The first strategy is to develop new ideas about where to find new ideas—in particular, to embrace the value of learning from outside your industry. One reason the last three years have felt so exhausting is that we are being asked to solve problems we haven’t seen before, to serve customers in ways we haven’t served them before, to deal with emotions we haven’t experienced before.

But that does not mean we have to innovate from scratch. Indeed, the fastest way to get to the future is to learn from experts who do similar work to you, but in unrelated fields. I’ve seen it time and again. A hospital that got better at operating-room “handoffs” by studying a Formula One pit crew. A big-city police chief who had his detectives observe surgeons to see how they cracked their toughest medical cases.

Sometimes the best source of new ideas for one industry are ideas that are already working in another, unrelated industry.

There’s a second way to unleash positive energy for change, and it is almost the inverse of the strategy I just described. Instead of looking outside your organization, look inside your organization, but look at your colleagues differently from how you have seen them before.

All too often, leaders and organizations overlook skills and experiences that don’t conform to official job descriptions or traditional business relationships, and thus miss out on the talents of people who would be eager to share what they know, if only they were asked. Most companies are staffed and surrounded by employees, customers, and suppliers who are passionate about what the company does, bursting with ideas, and eager to be more involved. Why not invite them to express their creativity to help you solve problems and drive change?

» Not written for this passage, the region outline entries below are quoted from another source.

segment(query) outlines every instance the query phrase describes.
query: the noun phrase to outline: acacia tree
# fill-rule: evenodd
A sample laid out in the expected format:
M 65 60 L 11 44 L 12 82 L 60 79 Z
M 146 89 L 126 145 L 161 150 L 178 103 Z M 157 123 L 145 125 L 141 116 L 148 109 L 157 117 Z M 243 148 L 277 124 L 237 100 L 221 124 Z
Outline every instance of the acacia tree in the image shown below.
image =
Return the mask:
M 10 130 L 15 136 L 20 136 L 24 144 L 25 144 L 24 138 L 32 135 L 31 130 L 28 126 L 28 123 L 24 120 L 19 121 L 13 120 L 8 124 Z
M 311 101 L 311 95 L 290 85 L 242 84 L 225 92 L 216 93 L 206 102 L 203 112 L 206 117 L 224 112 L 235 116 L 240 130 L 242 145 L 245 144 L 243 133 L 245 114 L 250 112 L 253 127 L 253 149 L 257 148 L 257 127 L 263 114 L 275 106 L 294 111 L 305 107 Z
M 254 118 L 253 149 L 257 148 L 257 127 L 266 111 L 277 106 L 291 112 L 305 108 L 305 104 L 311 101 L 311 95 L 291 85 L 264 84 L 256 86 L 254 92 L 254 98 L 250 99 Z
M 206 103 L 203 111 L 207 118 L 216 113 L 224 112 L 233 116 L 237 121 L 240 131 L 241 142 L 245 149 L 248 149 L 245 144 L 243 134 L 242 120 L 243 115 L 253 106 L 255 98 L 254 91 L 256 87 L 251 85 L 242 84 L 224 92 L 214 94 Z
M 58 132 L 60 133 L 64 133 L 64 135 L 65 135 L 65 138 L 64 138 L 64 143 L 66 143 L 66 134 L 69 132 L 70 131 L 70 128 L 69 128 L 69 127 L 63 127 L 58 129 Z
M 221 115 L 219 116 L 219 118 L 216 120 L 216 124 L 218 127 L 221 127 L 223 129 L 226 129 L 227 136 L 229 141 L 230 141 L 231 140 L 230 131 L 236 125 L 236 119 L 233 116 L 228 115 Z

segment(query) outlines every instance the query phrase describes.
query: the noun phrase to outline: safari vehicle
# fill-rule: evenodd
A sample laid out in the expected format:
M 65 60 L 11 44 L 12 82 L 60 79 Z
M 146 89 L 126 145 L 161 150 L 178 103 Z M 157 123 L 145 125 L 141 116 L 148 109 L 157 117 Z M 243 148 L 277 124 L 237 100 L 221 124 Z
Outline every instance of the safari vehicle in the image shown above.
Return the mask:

For example, a major art museum authorized its security guards to curate an exhibit of their favorite paintings and sculptures, and their choices dazzled. A renowned shoe-designer invited customers to submit sketches of their dream shoes, and their models were huge hits.

I will end this essay with a third piece of advice—not so much a strategy as an attitude. The late Stanford professor John Gardner, who celebrated the power of what he called “tough-minded optimists,” famously wrote that, “The future is rarely shaped by people who don’t believe in the future. It is created by highly motivated people, by enthusiasts, by men and women who want something very much and believe very much.”

In other words, the most important thing you as a leader can do to unleash positive energy in others is to unleash a spirit of “tough-minded optimism” in yourself.